Chalmers is open. The mods remain. Locked, cavernous, silent. They are Kenyon’s Fort Knox, and we must ask what is hidden within. According to the Thrill’s best investigative journalists, the answer to the secret lies in Kenyon’s over-enrollment. It seems they bit off more than they could educate. So they did what we all do with our leftovers.

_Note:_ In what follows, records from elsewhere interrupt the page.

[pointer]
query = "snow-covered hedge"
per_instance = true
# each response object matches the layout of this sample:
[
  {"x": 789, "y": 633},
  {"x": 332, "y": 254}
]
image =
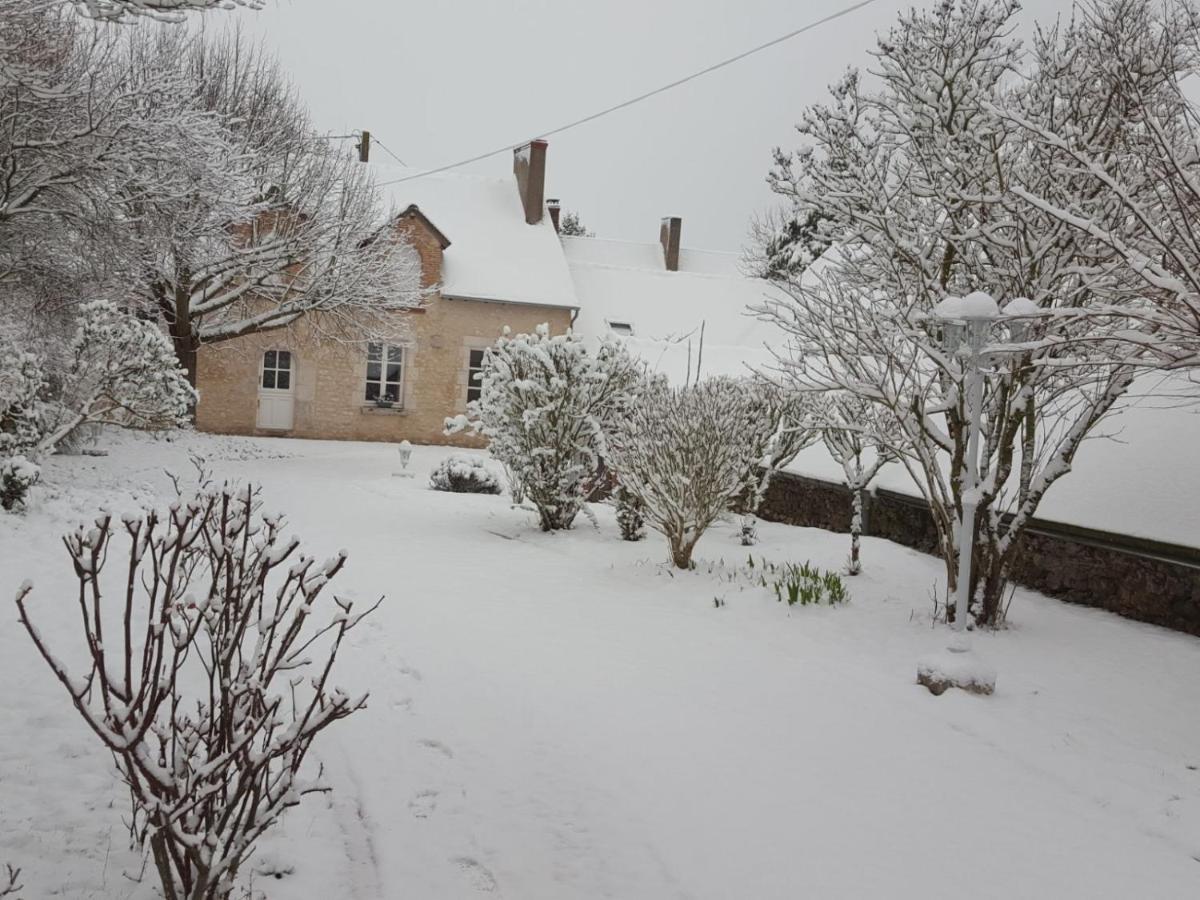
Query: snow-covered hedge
[
  {"x": 117, "y": 370},
  {"x": 17, "y": 475},
  {"x": 546, "y": 406},
  {"x": 463, "y": 474}
]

You’d think administration could’ve manufactured a better cover story. After all, Denmark is consistently ranked the second happiest country in the world. No wonder! The homeland of LEGO, named after an unambiguously excellent pastry, and populated by 5.8 million merry bicyclists who (thanks to Denmark being the 4th flattest place on earth) aren’t burdened with the notion of uphill. Even if this school shelled out its entire endowment, we could not persuade Denmark to allow a single Kenyon student across the borders. We are, more often than not, disproportionately affluent, disproportionately American faux-adults who—despite our supposed intellectual rigor, global-mindedness, and empathetic capacity—treat overcooked vegetables and an admittedly zealous excess of K-SWOC posters as mortal assaults upon our sense of self. Sorry kids. Denmark doesn’t want you.
They could’ve just said they were sending us to France.
Then where did these few dozen first-years go? After taking off from John Glenn International Airport, bound for a connecting flight out of JFK to Copenhagen, their flight deviated from its manifest and landed on a commandeered, unregistered private airfield a two hour drive west of Mt. Vernon. The students disembarked. Most of them were too occupied downloading Google Translate or Babble on their thinly stretched cellular data to dodge the syringe of diluted horse tranquilizer that the campo officer plugged into their necks. Now they are, each and every one of them, frozen in SpaceWorks Enterprises’ cryogenic sleep chambers. In the mods. Blue in the face. Waiting to be defrosted at the start of their sophomore year—woken from their dreams of glorious Denmark and the LEGO-paved streets of Copenhagen—at which point they will be informed by the registrar that they fulfilled all their diversification requirements while studying abroad.